This article appears in JMPer Cable, Issue 30, Summer 2015.
by Di Michelson di.michelson, Senior Analytical Training Consultant, SAS
Mark Bailey wrote an excellent article in Issue 29 of the JMPer Cable, detailing how to use data below a limit of detection. What do you do when you need to estimate that threshold of measurement? Analytical chemistry provides information about the concentration of an element or molecule in a substance (an analyte). Measurements of concentration have a natural bound at zero. The measurement process itself is variable, and it contains noise. Thus, measurements of a sample with known zero quantity of an analyte will result in non-zero responses. This background noise can be estimated to give a limit of detection (LOD): the upper bound on the noise of a measurement system.
To estimate the detection limit of the measurement method, we would like to find the lowest level of concentration where the results become indistinguishable from a zero reading. This is the point at which we would start to see signals for zero concentrations. Different methods for finding the LOD exist in the literature. Industry standards, including SEMI C10 (Guide for Determination of Method Detection Limits), ISO:11843 (Capability of Detection), and the International Union of Pure and Applied Chemistry (IUPAC) Compendium of Analytical Nomenclature1, discuss methodologies for determining the detection limit. Most authors advise the use of the calibration curve to fit a linear model, followed by inverse prediction to find the LOD.
We will examine various methods to fit a linear model to a calibration curve, followed by estimating a prediction interval for future observations at the zero level, and finally, using inverse prediction of the upper bound to estimate the LOD. We will consider ordinary least squares (OLS) regression to fit a linear model to the calibration curve. Other methods popular in the literature are based on weighting schemes.
A 100(1–α)% prediction interval is a range of values of a variable with the property that if many such intervals are calculated for several samples, 100(1–α)% of them will contain one observation from a future realization of the process. A prediction interval is different from a confidence interval. A confidence interval gives limits in which we expect a population parameter, such as a mean or variance, to occur. A prediction interval gives limits in which we expect a future individual observation to occur.
You can find formulas for prediction interval calculations in the literature. The formula depends on the number of future observations to
be predicted. See Ramirez2 for an accessible discussion of statistical intervals.
As an example, consider an inductively coupled plasma-mass spectrometry (ICP-MS) system that performs trace element analysis for the purpose of determining the amount of contaminants in a sample. A sample containing a known amount of a contaminant is measured. The response is signal intensity, measured in counts per second (CPS). The experiment is repeated for four known levels, including no contaminant at all. Figure 1 shows the data.

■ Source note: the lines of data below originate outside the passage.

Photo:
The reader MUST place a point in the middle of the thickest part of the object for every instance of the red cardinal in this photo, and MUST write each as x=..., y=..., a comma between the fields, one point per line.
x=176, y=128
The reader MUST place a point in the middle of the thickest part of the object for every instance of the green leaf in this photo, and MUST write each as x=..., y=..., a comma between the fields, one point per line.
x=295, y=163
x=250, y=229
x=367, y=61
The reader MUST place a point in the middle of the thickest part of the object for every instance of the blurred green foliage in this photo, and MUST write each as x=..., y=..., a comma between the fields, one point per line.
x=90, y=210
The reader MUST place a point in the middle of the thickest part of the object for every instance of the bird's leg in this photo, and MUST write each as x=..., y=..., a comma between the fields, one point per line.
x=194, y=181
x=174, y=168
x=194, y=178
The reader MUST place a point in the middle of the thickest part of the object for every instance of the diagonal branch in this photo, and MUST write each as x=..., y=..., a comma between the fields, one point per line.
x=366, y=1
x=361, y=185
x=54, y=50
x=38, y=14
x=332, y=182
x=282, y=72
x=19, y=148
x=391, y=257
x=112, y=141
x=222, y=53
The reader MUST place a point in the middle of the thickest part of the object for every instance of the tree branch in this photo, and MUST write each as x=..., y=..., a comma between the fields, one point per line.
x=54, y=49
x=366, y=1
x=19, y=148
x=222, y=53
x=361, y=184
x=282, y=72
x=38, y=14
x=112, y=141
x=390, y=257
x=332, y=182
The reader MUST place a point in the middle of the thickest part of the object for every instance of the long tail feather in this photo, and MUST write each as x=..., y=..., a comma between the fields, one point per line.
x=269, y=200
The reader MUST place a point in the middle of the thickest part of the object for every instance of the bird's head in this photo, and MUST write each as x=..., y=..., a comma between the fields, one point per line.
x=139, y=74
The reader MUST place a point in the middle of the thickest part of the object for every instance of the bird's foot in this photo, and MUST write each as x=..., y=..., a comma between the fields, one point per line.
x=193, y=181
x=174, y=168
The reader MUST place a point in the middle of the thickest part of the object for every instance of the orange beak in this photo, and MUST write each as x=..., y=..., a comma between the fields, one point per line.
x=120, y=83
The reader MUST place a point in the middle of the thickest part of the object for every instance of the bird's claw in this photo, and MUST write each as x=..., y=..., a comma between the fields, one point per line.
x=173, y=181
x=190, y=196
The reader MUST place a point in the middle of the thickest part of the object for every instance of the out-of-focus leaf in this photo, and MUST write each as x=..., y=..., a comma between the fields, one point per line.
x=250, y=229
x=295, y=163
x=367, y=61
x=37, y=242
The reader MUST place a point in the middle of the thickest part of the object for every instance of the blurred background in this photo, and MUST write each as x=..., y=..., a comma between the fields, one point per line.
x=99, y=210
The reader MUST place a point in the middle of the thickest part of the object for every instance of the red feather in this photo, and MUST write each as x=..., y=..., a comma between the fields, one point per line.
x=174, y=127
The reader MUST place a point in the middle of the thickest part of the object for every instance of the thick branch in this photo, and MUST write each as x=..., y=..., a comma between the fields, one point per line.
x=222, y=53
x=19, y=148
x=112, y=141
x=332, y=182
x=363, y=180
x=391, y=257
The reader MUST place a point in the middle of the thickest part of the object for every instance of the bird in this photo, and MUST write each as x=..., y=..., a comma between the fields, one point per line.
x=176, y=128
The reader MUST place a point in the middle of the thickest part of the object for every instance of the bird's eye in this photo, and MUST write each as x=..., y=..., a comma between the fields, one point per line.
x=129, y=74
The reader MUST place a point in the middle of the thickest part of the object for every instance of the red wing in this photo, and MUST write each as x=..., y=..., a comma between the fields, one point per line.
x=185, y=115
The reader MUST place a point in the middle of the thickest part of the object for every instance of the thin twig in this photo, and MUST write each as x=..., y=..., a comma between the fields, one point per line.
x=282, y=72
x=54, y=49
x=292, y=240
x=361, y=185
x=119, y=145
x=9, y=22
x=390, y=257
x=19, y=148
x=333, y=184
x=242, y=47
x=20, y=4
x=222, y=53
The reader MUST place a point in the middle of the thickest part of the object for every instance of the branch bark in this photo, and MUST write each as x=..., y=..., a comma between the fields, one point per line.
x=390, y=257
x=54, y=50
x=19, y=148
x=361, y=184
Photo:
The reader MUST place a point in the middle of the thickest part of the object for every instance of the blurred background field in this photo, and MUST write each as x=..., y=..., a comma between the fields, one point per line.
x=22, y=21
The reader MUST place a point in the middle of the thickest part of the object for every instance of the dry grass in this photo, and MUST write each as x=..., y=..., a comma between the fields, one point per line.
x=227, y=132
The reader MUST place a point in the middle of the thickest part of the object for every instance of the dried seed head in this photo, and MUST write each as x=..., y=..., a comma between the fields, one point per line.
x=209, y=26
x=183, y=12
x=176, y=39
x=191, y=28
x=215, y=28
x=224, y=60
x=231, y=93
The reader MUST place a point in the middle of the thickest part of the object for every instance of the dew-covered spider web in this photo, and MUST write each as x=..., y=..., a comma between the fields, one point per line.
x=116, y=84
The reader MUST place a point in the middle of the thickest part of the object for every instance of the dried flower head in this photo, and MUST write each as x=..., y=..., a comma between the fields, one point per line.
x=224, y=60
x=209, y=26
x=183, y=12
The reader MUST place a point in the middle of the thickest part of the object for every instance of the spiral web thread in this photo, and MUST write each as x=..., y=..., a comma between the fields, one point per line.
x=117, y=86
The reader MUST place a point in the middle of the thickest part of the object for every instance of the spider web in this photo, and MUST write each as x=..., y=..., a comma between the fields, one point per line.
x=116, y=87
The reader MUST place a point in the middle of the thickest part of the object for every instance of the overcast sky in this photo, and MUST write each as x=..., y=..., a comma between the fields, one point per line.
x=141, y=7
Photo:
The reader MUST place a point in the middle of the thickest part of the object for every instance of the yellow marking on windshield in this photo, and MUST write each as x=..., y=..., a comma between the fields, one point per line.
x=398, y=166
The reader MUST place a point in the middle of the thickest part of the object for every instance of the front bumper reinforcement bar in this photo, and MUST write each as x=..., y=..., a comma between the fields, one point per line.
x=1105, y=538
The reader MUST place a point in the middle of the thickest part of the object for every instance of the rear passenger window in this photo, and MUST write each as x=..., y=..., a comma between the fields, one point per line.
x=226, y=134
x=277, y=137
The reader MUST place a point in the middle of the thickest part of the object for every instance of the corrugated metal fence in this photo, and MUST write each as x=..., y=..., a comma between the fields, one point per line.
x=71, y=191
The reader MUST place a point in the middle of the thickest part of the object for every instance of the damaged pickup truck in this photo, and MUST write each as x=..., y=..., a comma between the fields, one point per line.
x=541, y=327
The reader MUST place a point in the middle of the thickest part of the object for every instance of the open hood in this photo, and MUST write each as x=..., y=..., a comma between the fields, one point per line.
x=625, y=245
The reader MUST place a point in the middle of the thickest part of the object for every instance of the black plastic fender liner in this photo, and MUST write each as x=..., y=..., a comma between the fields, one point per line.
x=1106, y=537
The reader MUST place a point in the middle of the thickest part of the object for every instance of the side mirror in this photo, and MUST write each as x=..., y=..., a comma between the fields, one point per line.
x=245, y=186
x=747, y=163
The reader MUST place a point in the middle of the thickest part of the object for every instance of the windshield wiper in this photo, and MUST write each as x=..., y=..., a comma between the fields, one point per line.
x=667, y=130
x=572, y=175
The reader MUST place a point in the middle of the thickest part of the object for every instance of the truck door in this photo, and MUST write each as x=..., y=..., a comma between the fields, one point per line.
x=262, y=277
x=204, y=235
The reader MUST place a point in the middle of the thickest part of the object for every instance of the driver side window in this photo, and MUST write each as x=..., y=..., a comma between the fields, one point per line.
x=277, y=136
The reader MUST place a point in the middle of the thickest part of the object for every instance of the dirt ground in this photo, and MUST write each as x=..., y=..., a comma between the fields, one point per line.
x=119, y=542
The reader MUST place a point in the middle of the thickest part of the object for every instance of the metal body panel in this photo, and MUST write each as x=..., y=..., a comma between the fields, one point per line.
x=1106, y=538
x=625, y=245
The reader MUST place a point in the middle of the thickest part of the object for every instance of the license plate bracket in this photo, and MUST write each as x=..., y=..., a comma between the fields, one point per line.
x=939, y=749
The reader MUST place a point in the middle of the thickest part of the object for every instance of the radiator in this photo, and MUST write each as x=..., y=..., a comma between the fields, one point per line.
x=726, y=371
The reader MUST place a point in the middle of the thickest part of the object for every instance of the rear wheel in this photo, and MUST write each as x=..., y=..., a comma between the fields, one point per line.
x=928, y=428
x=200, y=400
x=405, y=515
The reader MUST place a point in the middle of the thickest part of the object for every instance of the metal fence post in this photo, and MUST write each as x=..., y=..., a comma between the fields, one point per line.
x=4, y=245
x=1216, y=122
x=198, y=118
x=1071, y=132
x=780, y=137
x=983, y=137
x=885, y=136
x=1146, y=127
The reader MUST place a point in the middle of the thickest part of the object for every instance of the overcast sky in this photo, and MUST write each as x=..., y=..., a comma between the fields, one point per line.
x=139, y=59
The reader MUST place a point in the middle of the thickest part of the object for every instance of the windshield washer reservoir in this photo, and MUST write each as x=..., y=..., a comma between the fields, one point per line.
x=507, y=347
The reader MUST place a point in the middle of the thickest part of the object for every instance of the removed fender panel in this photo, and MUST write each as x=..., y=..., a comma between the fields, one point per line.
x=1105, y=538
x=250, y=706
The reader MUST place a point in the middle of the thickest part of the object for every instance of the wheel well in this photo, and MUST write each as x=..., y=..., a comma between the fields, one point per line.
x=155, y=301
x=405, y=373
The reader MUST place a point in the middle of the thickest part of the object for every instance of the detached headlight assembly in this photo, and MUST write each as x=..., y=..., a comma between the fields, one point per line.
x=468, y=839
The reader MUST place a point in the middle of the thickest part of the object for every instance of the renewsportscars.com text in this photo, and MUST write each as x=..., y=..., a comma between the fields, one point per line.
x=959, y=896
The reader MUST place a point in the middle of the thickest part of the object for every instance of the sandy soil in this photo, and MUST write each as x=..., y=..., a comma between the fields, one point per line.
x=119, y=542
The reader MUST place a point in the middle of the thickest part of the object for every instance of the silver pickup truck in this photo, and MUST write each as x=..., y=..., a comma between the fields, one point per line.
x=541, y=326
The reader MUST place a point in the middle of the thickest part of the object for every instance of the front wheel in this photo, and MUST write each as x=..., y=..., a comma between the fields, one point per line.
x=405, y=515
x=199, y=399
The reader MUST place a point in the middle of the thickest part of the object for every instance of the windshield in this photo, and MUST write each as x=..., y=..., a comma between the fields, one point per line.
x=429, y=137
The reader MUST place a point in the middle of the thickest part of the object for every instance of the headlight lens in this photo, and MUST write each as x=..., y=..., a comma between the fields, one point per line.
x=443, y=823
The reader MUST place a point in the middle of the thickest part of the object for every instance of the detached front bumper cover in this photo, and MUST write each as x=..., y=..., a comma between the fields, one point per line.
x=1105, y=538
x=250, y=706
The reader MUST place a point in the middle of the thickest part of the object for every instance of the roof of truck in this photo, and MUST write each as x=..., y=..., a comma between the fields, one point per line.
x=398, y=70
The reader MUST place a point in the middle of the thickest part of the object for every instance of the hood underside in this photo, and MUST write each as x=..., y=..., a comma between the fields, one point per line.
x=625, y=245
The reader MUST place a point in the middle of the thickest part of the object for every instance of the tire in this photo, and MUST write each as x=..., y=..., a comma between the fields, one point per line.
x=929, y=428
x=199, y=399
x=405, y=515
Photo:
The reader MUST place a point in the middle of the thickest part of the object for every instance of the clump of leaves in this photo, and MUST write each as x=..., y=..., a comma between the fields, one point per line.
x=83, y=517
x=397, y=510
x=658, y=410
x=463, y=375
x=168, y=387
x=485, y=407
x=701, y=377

Figure 1 Data for contaminant levels and responses
Figure 2 shows a graph of the measured values against the known values shows that the data seem to follow a linear trend. It is notable that the variability at the zero concentration level is much less than that at other levels.
Figure 2 Regression plot of measured values versus known values
It can be hard to see the difference in variability at the zero level by using a scatterplot of the data. Instead, examine a plot of the residuals by the predicted response. The residual plot in Figure 3 clearly shows the variance is much higher where the element exists than where it doesn’t. There are three observations plotted in the red circle.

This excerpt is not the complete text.